O Cafezinho: Eu queria
conversar sobre a delação premiada. Essa é uma questão muito polêmica na
comunidade jurídica. Ela é uma zona cinzenta porque você premia o criminoso. Em
uma questão muito política, como, por exemplo, nos casos do Youssef e do Paulo
Roberto Costa, que são operadores políticos muito astutos, que passaram a vida
inteira justamente operando politicamente de acordo com os interesses e a
conjuntura do momento, você não acha que eles podem jogar com isso e ganhar
mais até que o prêmio oferecido pelo Estado?
W: Obviamente. Nós já
tínhamos, na nossa legislação, a denominada chamada de co-réu, que é uma forma
de se defender sem fazer a delação premiada. A delação premiada consagra a
“caguetação”, ela é desleal. Além disso, dá-se a possibilidade da redução de um
sexto a dois terços e/ou a própria isenção de pena, que é o que se objetiva
nesse caso. Ou seja, será como se eles não tivessem feito nada. Prisão
domiciliar durante o processo e depois isenção de pena. Sendo que eles foram os
que mais prosperaram no ilícito. Eles podem mentir, tranquilamente, ou omitir.

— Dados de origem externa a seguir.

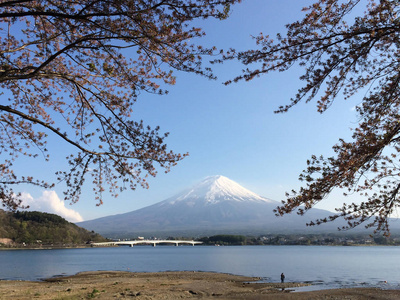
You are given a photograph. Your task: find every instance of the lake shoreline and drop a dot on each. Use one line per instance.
(173, 285)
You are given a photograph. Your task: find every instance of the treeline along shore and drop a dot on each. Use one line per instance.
(43, 230)
(36, 229)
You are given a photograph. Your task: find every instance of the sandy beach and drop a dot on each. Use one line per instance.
(173, 285)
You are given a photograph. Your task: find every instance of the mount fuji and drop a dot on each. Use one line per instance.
(214, 206)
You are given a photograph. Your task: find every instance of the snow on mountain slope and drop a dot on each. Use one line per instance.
(215, 189)
(217, 204)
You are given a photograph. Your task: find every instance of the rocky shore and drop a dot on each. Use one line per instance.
(173, 285)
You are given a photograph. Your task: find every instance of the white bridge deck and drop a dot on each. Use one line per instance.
(148, 242)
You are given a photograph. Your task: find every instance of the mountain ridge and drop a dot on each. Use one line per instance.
(216, 205)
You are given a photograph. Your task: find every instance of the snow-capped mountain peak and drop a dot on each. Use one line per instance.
(214, 189)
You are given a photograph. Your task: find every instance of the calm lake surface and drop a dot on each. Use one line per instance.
(323, 266)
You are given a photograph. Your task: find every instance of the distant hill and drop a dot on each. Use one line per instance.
(217, 205)
(37, 228)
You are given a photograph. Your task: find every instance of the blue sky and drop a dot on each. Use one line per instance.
(227, 130)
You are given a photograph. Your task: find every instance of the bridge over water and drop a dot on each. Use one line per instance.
(148, 242)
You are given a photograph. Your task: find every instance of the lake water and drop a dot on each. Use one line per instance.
(323, 266)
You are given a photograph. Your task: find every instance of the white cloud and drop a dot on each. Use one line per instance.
(50, 202)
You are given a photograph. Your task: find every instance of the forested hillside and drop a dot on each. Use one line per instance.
(37, 228)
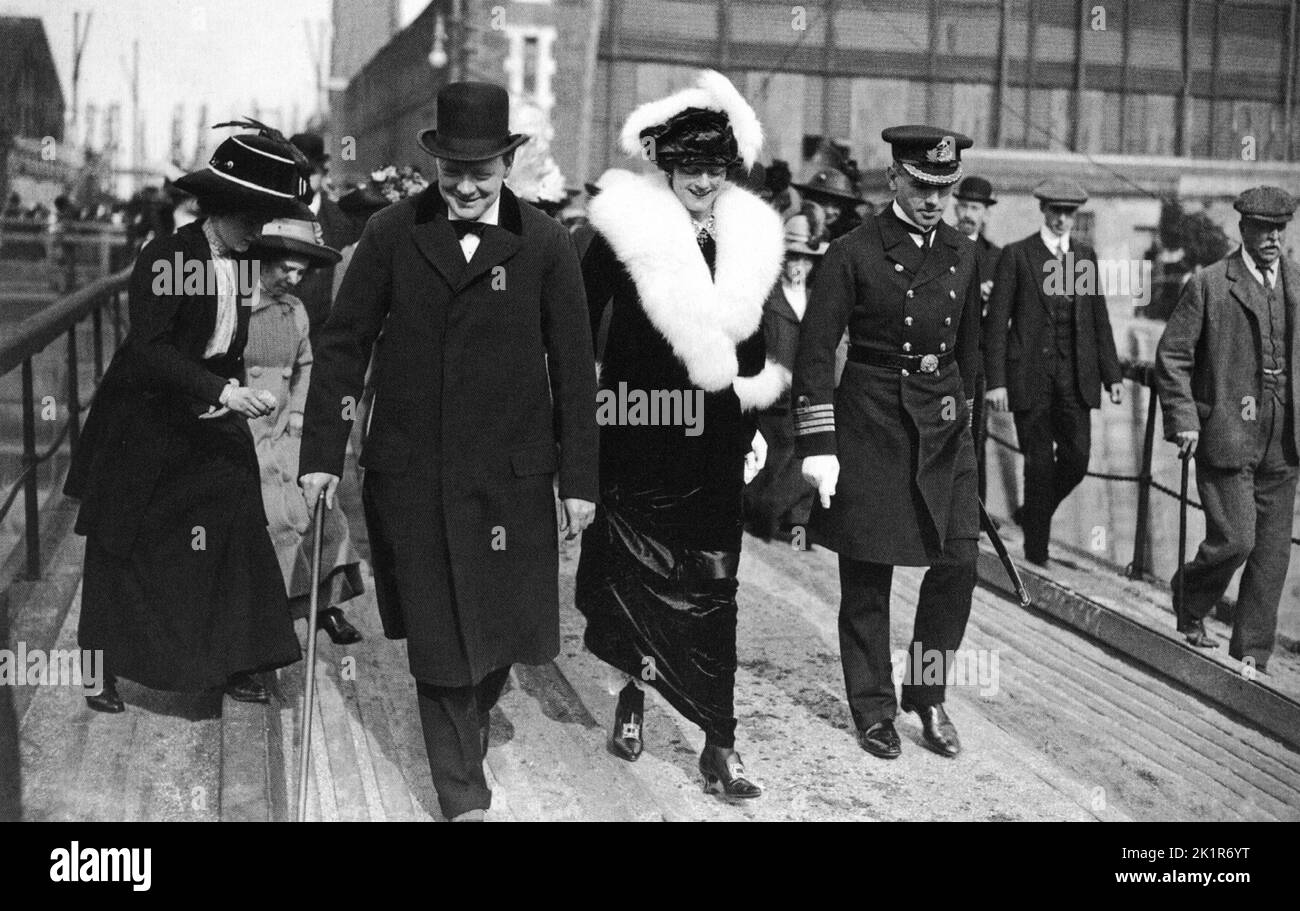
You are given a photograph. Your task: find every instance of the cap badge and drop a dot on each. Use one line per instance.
(943, 151)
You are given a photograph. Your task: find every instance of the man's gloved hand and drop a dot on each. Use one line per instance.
(823, 473)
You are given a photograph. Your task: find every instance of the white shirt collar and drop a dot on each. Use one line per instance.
(490, 217)
(1259, 274)
(1054, 241)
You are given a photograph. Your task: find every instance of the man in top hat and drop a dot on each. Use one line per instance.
(484, 322)
(832, 190)
(1225, 369)
(1048, 351)
(891, 450)
(974, 204)
(337, 229)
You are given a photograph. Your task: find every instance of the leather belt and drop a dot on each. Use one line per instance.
(913, 363)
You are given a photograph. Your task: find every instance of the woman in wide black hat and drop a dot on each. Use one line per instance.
(684, 259)
(278, 360)
(181, 589)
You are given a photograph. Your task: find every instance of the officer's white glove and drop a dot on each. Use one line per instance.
(823, 473)
(757, 456)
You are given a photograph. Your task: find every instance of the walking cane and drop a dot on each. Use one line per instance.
(1182, 526)
(304, 742)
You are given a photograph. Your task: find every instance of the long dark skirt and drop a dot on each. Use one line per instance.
(661, 611)
(200, 595)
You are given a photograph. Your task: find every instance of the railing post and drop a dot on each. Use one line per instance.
(1142, 533)
(73, 397)
(98, 325)
(29, 467)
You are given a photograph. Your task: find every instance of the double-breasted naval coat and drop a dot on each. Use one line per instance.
(902, 437)
(479, 368)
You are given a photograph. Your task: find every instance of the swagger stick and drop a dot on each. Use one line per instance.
(991, 530)
(304, 740)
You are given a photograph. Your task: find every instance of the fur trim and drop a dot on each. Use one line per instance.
(713, 91)
(702, 320)
(763, 387)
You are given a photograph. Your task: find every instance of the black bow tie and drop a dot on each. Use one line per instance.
(463, 228)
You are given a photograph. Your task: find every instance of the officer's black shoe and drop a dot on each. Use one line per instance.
(243, 688)
(724, 773)
(625, 738)
(936, 728)
(882, 740)
(341, 632)
(107, 699)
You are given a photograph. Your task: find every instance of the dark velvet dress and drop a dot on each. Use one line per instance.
(657, 577)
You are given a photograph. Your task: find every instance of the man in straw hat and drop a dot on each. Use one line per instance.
(1225, 369)
(891, 450)
(484, 324)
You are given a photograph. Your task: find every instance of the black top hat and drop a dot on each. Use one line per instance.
(473, 124)
(312, 146)
(928, 153)
(252, 173)
(975, 190)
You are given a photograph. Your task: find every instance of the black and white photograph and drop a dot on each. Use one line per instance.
(849, 411)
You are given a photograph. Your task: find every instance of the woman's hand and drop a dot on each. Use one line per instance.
(250, 402)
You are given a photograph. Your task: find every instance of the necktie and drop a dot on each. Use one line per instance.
(463, 228)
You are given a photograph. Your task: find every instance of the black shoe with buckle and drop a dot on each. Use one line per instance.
(724, 773)
(937, 729)
(341, 632)
(243, 688)
(882, 740)
(625, 738)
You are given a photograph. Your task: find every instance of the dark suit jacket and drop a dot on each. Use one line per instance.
(462, 446)
(1018, 332)
(1209, 360)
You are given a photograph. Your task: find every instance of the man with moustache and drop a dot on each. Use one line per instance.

Mentir um pouco, falar um pouco de verdade...
O Cafezinho: Aí tem o
perigo de se criar o ambiente de conspiração. Se existe o aparato do Estado,
onde há suspeita de que ele está operando de uma forma parcial politicamente e
existe a delação premiada, criam-se focos de conspiração no Estado.
W: Sim. E abre flanco
para o arbítrio, porque eu tenho certeza que em muitos casos o juiz Sergio Moro
tem informações ligadas a outras pessoas que são ligadas a outros partidos e
ele deixa pra lá, porque o foco dele é outro. É a seletividade penal. Ele quer
pegar uma determinada sigla.
O Cafezinho: Não sei se
você acompanhou o caso da Beatriz Catta Preta, que foi advogada de quase metade
dos delatores premiados. Você não acha estranho que uma pessoa até então
desconhecida se torne a advogada de uma quantidade enorme de clientes de alto
poder aquisitivo?
W: É interessantíssimo,
porque a Beatriz Catta Preta era uma advogada que vivia no submundo, não
submundo do ponto de vista criminoso, mas não era uma pessoa de expressão. Qual
era a causa que ela tinha? Para atuar num processo dessa monta, de clientes
milionários e agora sair. Eu acho muito estranho que ela faça isso. Eu acho que
a doutora Catta Preta não é advogada criminal. Ela é especialista em delação,
não em advocacia. O que ela está fazendo, pra mim, é da maior gravidade: pegar
sete, oito, ou nove clientes desses. E, outra coisa muito estranha: por que o
juiz Sergio Moro faz tanta questão de defendê-la? Ele foi o primeiro a se
manifestar, antes até da OAB, quando ela foi convocada pra falar na CPI. Porque
ela que forneceu esses elementos todos pra ele.
O Cafezinho: Você não
acha que há o risco de haver combinação de delação, já que existe uma advogada
para vários clientes do mesmo processo?
W: Claro. Já é muito
estranho que uma advogada defenda várias pessoas no mesmo processo, porque há a
chamada colidência de defesas. Não custa nada para que um próprio cliente dela
resolva fazer a delação de outro cliente dela. E aí como ela fica até diante da
OAB? Isso geraria um processo ético disciplinar administrativo da OAB contra
ela. Então, eu acho muito complicado, muito mesmo. A Beatriz Catta Preta, pra
mim, não é uma advogada, ela foi chamada pelo juiz para convencer os clientes a
fazer a delação.
O Cafezinho: Você tem a
combinação de outra coisa estranha: praticamente todos os processos eram
parecidos uns com os outros, de intimidação de um por um para que eles fizessem
delação premiada.
W: Curiosamente, os
clientes da Beatriz Catta Preta. Ela é chamada e são exatamente os clientes
dela que fazem a delação.
O Cafezinho: Agora, outra
coisa que eu queria perguntar pra você: sobre o judiciário. Esse fascismo penal
extravasa para o judiciário, que é muito conservador. A gente achava, há uns
anos, que viria a ascensão de uma nova geração de juízes, mais arejados, mas
não é o que está acontecendo. Os juízes estão vindo mais reacionários ainda.
W: Sabe por quê? Qual é a
formação do juiz? Ou mesmo do membro do Ministério Público? É dogmática
jurídica, ou seja, você tem que estudar direito civil, processo civil, não como
ele deve ser, mas como ele é. Você não vai discutir a herança, você não vai
discutir um modelo ou um método de distribuição justa de riqueza. E quem é o
juiz? Normalmente, é aquele sujeito que teve uma condição muito melhor na vida.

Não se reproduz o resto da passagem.